January 17, 2008
US beef industry under tight pressure in 2008
The US beef industry is seen to be under tight situation in 2008 as consumers are predicted to favor cheaper options of poultry and pork.
Federal Reserve chairman, Ben Bernanke said that the housing slump, harder-to-get credit and higher energy prices will drive customers to opt for chicken and pork, which in turn will cap retail beef prices.
Derrell Peel, Oklahoma State University livestock marketing specialist, said that the threats to the beef industry from the general economy are much bigger than they were even a few months ago.

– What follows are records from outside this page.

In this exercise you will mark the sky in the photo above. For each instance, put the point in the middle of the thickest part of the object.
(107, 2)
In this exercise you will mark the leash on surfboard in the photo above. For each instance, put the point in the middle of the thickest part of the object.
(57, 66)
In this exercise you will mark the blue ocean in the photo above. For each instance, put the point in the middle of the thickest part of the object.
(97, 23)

Packers were also not able to make up the difference in feedlot margins as small calf crops in 2007 will translate into fewer cattle to slaughter in 2008 and 2009, according to University of Missouri agricultural economist, Ron Plain.

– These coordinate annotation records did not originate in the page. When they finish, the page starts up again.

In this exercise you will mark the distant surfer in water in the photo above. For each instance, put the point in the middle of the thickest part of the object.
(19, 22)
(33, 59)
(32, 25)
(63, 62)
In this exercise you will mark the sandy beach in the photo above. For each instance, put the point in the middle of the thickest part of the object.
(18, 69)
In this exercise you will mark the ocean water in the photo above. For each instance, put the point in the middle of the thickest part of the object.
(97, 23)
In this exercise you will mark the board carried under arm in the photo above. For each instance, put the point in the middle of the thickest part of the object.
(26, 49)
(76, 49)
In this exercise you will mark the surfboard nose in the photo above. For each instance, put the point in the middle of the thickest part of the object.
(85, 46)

Plain explained that feedlots and packing plants are bidding for a fairly small number of cattle.
Industry analysts expect a few more cattle to kill in the first quarter of 2008, as the ongoing drought in the southeastern part of the US has pushed cattle from pastures to feedlots quicker than normal.
However, the bump will only translate into fewer to slaughter in the second quarter, analysts pointed.
There were more bad news for both feedlots and processors on Friday when USDA's January grain stocks reported inventories of both soy and wheat, boosting their prices along with corn prices, already catapulted by new ethanol-friendly legislation.